And the Winner is:
KÖLNER EHRENTHEATER-PREIS geht an Werner Meyer
Es war kein Geheimnis mehr – wie üblich wissen alle Interessierten in Köln schon ein paar Wochen vor dem “magischen” ersten Montag im Dezember, wer in dem jeweiligen Jahr den Ehrenpreis der SK Stiftung Kultur gewonnen hat. In der Jubiläumsausgabe dieser Kölner Institution, es ist die dreissigste Ausgabe, ging dieser Preis an Werner Meyer, nicht nur dafür, dass er seit vielen Jahren das Tanz- und Theatergeschehen der Stadt mit seinen wunderbaren Fotos sichtbar macht, sondern auch dafür, wie er das macht.

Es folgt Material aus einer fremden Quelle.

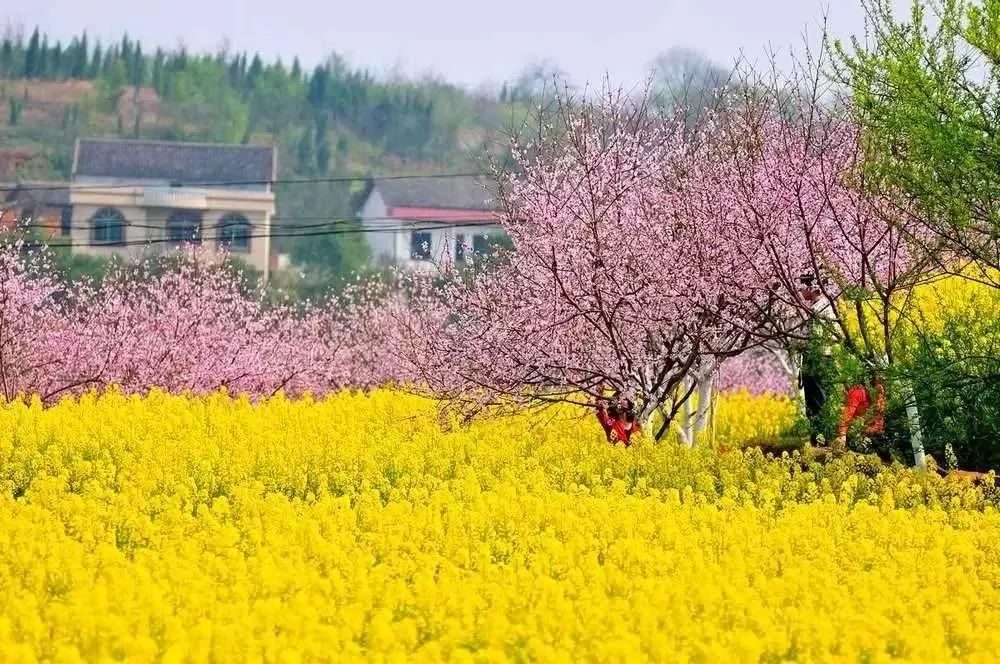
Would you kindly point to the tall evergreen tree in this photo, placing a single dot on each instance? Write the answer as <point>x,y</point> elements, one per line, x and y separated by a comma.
<point>97,62</point>
<point>80,55</point>
<point>256,69</point>
<point>7,57</point>
<point>42,69</point>
<point>57,61</point>
<point>138,74</point>
<point>318,86</point>
<point>31,57</point>
<point>158,72</point>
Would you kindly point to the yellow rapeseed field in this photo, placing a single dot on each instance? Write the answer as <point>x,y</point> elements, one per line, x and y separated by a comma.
<point>361,528</point>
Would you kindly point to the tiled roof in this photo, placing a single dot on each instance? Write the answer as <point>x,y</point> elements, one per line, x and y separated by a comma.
<point>174,161</point>
<point>30,194</point>
<point>457,193</point>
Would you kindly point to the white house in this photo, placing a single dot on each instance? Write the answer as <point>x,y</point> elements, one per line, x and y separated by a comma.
<point>140,198</point>
<point>419,222</point>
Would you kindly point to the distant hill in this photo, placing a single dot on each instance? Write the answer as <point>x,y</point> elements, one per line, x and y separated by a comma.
<point>333,120</point>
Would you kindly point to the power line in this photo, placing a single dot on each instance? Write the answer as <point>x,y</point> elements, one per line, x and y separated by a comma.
<point>239,183</point>
<point>402,224</point>
<point>470,224</point>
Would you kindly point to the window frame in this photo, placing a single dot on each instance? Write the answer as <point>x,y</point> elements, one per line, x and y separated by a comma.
<point>424,253</point>
<point>233,220</point>
<point>186,219</point>
<point>104,219</point>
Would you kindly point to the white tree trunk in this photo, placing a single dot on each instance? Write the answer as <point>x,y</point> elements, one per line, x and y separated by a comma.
<point>704,393</point>
<point>913,420</point>
<point>687,427</point>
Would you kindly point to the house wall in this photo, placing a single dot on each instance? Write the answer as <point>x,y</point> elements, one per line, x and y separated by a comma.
<point>393,244</point>
<point>373,215</point>
<point>146,211</point>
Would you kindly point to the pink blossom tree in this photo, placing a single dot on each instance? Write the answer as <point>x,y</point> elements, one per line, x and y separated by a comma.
<point>610,283</point>
<point>791,197</point>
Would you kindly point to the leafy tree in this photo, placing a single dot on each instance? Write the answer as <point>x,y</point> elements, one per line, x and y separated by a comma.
<point>926,91</point>
<point>80,53</point>
<point>96,62</point>
<point>31,58</point>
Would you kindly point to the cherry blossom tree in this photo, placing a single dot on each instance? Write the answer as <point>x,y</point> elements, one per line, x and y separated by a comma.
<point>791,198</point>
<point>609,283</point>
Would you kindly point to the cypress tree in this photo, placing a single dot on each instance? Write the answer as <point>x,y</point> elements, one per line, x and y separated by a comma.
<point>7,57</point>
<point>96,63</point>
<point>80,55</point>
<point>42,70</point>
<point>31,57</point>
<point>57,61</point>
<point>158,72</point>
<point>256,69</point>
<point>138,67</point>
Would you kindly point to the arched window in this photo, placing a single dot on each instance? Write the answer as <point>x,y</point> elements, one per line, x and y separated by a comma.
<point>184,227</point>
<point>234,233</point>
<point>108,227</point>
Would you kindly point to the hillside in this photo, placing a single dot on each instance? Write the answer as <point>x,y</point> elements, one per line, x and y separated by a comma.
<point>335,120</point>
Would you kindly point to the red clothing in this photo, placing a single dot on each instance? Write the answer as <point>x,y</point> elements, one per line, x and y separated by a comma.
<point>615,428</point>
<point>857,403</point>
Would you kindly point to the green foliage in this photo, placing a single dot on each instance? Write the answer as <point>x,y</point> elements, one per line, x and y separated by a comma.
<point>926,91</point>
<point>16,106</point>
<point>955,371</point>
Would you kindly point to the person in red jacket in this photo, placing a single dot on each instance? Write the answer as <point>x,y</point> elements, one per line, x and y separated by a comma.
<point>617,418</point>
<point>858,403</point>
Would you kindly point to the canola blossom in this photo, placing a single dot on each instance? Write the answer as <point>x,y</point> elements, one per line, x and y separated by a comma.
<point>370,528</point>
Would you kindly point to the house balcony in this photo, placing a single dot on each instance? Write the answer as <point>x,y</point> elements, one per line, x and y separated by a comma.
<point>178,198</point>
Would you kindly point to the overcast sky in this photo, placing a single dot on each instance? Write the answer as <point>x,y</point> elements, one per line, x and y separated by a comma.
<point>465,41</point>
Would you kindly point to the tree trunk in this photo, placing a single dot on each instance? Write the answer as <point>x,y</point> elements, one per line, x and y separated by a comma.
<point>687,428</point>
<point>704,392</point>
<point>913,420</point>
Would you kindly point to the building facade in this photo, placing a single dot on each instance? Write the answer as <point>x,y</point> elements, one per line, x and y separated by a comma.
<point>420,222</point>
<point>145,198</point>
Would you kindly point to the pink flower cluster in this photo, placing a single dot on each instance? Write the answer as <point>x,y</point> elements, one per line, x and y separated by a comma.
<point>190,329</point>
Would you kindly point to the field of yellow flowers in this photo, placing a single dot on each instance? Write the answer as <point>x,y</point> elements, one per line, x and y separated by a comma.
<point>366,528</point>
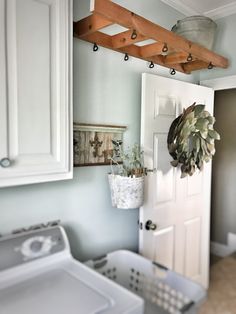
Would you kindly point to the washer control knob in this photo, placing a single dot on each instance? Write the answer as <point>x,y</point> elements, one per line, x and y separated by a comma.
<point>36,247</point>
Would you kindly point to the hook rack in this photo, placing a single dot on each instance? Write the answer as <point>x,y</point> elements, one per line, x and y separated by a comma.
<point>134,34</point>
<point>169,49</point>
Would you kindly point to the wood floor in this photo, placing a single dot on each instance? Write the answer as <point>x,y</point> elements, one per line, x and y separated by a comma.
<point>222,290</point>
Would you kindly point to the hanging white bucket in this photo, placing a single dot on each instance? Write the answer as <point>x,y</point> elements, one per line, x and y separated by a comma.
<point>126,192</point>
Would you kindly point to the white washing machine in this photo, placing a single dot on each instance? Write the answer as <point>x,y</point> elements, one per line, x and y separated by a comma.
<point>38,275</point>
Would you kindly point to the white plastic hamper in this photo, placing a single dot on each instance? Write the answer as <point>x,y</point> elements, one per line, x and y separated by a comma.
<point>164,291</point>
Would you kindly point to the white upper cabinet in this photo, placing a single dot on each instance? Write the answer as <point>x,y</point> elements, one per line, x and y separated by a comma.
<point>35,85</point>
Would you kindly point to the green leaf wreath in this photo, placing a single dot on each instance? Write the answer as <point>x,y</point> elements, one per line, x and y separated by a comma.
<point>191,139</point>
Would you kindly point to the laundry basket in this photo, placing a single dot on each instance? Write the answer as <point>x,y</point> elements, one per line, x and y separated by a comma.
<point>164,291</point>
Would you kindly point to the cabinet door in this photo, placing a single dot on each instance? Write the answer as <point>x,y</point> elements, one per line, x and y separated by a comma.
<point>38,38</point>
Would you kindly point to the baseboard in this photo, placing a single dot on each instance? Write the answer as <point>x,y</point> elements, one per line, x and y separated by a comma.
<point>223,250</point>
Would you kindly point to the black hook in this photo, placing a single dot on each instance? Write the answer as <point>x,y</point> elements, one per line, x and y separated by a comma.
<point>134,34</point>
<point>151,65</point>
<point>165,48</point>
<point>190,58</point>
<point>126,57</point>
<point>210,66</point>
<point>95,47</point>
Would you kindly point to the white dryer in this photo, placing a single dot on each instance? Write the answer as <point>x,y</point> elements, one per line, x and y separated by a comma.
<point>39,275</point>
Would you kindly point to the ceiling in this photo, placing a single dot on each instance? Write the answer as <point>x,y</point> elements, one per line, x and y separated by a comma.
<point>214,9</point>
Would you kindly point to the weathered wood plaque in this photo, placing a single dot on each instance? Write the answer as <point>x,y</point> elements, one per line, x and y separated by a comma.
<point>93,143</point>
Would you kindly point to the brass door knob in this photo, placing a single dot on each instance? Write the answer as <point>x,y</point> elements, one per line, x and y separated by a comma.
<point>150,225</point>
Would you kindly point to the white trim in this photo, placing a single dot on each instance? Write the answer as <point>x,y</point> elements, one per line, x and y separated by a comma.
<point>179,6</point>
<point>221,83</point>
<point>92,5</point>
<point>223,11</point>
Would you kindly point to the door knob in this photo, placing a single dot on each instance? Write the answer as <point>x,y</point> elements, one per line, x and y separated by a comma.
<point>5,162</point>
<point>150,225</point>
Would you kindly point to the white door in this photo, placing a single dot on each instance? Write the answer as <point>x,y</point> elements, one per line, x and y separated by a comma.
<point>179,209</point>
<point>35,98</point>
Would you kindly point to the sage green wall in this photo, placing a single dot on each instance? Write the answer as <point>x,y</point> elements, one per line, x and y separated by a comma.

Sabine Hahn bringt das in ihrer Laudatio ganz gut auf den Punkt:
Laudatio Kölner Ehrentheaterpreis 2019 – Werner Meyer von Sabine Hahn, Mitglied der Ehrentheaterpreis-Jury aus den bisherigen EhrentheaterpreisträgerInnen Mit 12 Jahren hörte Werner Meyer zum ersten Mal Leonhard Cohen Songs of love and hate. Von diesem Moment an war ihm klar, wohin es ihn zog. Zu Menschen, die nicht konform, außerhalb der Gesellschaft stehen. Menschen für die Perfektion kein Maßstab ist. Die Reaktion seines Vaters, das sei aber ziemlich depressiv, war ihm Bestätigung und Anregung, bevor er wusste, was das Wort depressiv bedeutet. Es war um ihn geschehn. Beautiful Losers, Leonard Cohens zweiten, wilden, respektlosen Roman, erhielten er und ein Freund zensiert.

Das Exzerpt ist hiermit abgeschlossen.